C corp versus S corp selection is a decision a new business considers when forming a corporation. A C corporation is the standard structure and an S corporation elects to be subjected to a special tax status when filing with the Internal Revenue Service (IRS).

Information About a C Corporation

All corporations initially start out as a C corporation. This can be changed by the owner filing Form 2553, which is the Election by a Small Business Corporation from with the IRS. Electing to be taxed as an S corporation eliminates the double taxation process of a C corporation. Double taxation involves taxing the C corporation's profits, then any profits distributed to shareholders in the form of dividends being taxed again on personal tax returns.

Corporations with shareholders who are also employees often provide benefits such as life, disability, and health insurance. With C corporations, it is possible to deduct the cost of these benefits at the corporate level versus shareholders being taxed as long as these benefits are provided to a certain percentage (currently 72 percent) of the corporation's employees. 

C corporations can be owned by other corporations, trusts, or limited liability companies. The corporation is owned by individual shareholders. These shareholders have liability protection that makes them not liable for any debts or liability incurred by the corporation. 

Additional information about C corporations include:

  • In the U.S., the C corporation is the most common type of corporation.
  • C corporations provide flexibility when it comes to selling shares of stock.
  • As a separate taxable business, owners must pay income on profits and businesses pay corporate income tax.
  • C corporations file Form 1120 to pay taxes at the corporate level.
  •  S corporations have ownership restrictions, but C corporations have none.
  • Foreign (non-resident alien) shareholders are allowed as part of C corporations.

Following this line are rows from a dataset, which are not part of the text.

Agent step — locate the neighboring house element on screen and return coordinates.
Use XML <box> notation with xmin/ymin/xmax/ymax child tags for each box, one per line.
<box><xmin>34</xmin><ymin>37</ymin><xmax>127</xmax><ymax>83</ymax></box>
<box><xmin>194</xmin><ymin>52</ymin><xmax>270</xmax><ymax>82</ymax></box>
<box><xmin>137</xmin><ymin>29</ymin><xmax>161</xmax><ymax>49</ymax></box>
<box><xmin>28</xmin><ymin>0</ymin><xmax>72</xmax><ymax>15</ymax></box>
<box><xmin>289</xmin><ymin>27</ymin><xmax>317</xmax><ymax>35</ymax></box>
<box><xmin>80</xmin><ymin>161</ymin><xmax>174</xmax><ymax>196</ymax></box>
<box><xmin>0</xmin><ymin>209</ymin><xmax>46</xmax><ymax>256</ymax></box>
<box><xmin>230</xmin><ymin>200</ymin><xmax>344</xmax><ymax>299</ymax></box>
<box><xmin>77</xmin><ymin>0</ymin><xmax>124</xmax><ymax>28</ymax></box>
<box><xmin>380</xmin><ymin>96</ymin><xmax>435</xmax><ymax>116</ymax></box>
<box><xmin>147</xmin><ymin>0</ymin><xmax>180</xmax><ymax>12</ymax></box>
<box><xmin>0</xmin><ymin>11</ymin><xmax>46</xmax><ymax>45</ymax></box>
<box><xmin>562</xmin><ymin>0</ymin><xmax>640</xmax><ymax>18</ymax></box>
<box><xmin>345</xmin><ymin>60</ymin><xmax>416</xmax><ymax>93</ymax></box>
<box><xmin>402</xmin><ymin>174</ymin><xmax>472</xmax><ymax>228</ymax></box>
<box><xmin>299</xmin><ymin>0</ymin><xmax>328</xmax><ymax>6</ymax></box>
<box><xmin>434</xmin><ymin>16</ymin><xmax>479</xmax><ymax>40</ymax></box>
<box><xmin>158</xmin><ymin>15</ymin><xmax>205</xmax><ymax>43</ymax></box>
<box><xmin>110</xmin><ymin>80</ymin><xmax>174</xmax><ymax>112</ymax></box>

Information About an S Corporation

The structure of an S corporation is the same as that of a C corporation. The business is owned by shareholders who have some part in decision-making and appoint the board of directors. The board is responsible for the direction of the business, and executive officers are in charge of managing the business's day-to-day operations. Also, S corporations, like C corporations, are responsible for filing its Articles of Incorporation to form the corporation, issue stock, hold shareholder and director meetings, pay applicable fees, and so on. 

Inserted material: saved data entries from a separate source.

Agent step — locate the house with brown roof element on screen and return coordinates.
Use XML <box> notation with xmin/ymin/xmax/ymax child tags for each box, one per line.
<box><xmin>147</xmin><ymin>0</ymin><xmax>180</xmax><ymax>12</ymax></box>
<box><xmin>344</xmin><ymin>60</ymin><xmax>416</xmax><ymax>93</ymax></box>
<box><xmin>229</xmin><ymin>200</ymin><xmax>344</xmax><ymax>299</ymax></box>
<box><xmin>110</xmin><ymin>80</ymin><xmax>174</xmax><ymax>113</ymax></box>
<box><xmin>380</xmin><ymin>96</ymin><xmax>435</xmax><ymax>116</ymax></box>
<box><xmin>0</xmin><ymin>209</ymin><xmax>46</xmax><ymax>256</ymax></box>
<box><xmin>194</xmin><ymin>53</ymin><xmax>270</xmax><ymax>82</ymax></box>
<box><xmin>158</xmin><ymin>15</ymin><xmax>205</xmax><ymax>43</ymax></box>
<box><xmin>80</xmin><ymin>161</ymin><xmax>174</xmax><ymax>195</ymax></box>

An S corporation's tax structure is one of its biggest benefits as it is not subject to double taxation, meaning they do not pay taxes twice on the business's income. Not having the threat of double taxation is an advantage for smaller businesses. On the reverse side, an S corporation tends to receive more scrutiny from the IRS. This is apparent during tax time when filing the different forms. If an error is made when filing, S corporation status can be terminated, and your business will be taxed as a C corporation

During tax time, an S corporation files an informational federal return as there are no corporate income taxes being paid. An S corporation operates by passing through the profits and losses of the business to the owners who are responsible for paying any tax due at the individual level. The form used to file the information is Form 1120S

When initially forming an S corporation, if the S election form is filed at that time, the corporation will be set to S corporation status from the start, hence avoiding the built-in gain tax that occurs when a C corporation converts to an S corporation. In other words, If the corporation is established as a C corporation but then elects to change to an S corporation within 10 years, it is subject to corporate taxes.

Additional S corporation information includes:

  • An S corporation cannot be owned by another S corporation, a C corporation, most trusts, partnerships, or limited liability companies (LLC).
  • Business losses can be written off, which is especially beneficial for new companies that may be operating at a loss.
  • There is only one class of stock with S corporations. Although there is no difference between any business or shareholder, there can only be one kind of shareholder. 
  • S corporation shareholders each have equal voting rights.
  • Although a business may be initially set up and taxed as a C corporation for years, owners can opt to elect to change the status to that of an S corporation.